Regardless of type, brain injury commonly initiates apoptosis. Using an in vitro model, prior study has demonstrated that the neuroprotective effects of recombinant erythropoietin following hypoxic or neurotoxin stress requires protein synthesis, which is required for modulation of programmed cell death. Erythropoietin protects neurons from chemical hypoxia and cerebral ischemic injury by up-regulating Bcl-xL expression. However, in addition to its acute effects on neuronal programmed cell death, erythropoietin also provides beneficial effects through modulation of the inflammation reaction to brain injury.

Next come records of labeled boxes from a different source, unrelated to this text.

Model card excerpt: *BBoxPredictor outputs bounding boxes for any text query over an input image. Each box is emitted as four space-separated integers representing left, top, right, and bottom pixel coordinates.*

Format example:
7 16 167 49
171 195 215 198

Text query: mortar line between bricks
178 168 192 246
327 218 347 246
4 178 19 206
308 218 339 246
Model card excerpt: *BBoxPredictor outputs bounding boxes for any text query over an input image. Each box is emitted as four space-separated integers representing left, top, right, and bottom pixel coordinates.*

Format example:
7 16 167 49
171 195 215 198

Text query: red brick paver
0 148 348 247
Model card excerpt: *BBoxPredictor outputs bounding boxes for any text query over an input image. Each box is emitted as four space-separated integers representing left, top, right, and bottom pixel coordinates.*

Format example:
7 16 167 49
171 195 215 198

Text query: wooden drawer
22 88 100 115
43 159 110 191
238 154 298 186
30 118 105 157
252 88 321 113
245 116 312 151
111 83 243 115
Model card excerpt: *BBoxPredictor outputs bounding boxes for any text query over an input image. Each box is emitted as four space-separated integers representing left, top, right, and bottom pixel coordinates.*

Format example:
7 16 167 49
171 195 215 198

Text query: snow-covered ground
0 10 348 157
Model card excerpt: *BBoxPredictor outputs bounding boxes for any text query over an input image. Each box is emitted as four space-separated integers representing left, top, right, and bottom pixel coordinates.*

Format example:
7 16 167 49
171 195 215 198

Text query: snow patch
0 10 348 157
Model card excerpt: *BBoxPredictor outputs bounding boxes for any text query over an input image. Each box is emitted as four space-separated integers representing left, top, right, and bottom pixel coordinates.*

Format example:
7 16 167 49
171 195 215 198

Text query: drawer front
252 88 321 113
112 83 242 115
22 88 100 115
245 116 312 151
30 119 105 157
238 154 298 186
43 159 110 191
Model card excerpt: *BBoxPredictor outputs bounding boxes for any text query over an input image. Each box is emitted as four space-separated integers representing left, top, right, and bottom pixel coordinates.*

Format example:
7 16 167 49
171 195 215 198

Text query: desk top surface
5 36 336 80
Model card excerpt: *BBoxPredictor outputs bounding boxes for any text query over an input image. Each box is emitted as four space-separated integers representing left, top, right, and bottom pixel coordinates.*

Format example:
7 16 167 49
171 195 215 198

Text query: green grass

This action appears to account for a major component of its neuroprotective activity (see below).
One way erythropoietin could affect inflammation is by modulation of members of the NFkB family that are principal regulators of inflammatory genes.[20,21] For example, previous work has shown that NFkB itself is strongly up-regulated following traumatic spinal cord injury, a product of macrophages/microglia, endothelial cells, and neurons. One NFkB-dependent gene product is inducible nitric oxide synthase, which has been shown to increase the first day after injury, and peaks by day 7. Erythropoietin is known to modulate nitric oxide production in the brain, as well in other tissues. Recently, erythropoietin has been shown to signal through the NFkB pathway, as well as by the Jak2/STAT5 system.[27-29] Further study will be necessary to determine whether the prominent effects of recombinant erythropoietin on both primary and secondary injury depend in part upon regulation of NFkB or other pathways.
In addition to neurons and astrocytes, capillary endothelial cells forming the blood-brain barrier (BBB) also express erythropoietin receptor at high levels.[17,30] Similar to the response of brain cells to hypoxia, the capillary endothelium responds to hypoxia by up-regulating erythropoietin receptor. In experimental models, administration of erythropoietin not only can prevent endothelial cell death after hypoxic injury, but also is effective in preventing apoptosis of the endothelium following nonischemic injuries. The protective effects of erythropoietin on the vasculature may not be limited to capillaries, however, as erythropoietin also potently protects vascular smooth muscle cells from injury-induced apoptosis.
In sum, the results of multiple studies of animal models have definitively established that an endogenous erythropoietin/erythropoietin-receptor system functions within the CNS outside of hormonal (feedback) control. This local system is activated by hypoxic stressors, is protective of neurons and endothelial cells, and can be beneficially activated by the direct intrathecal administration of erythropoietin (Figure 1).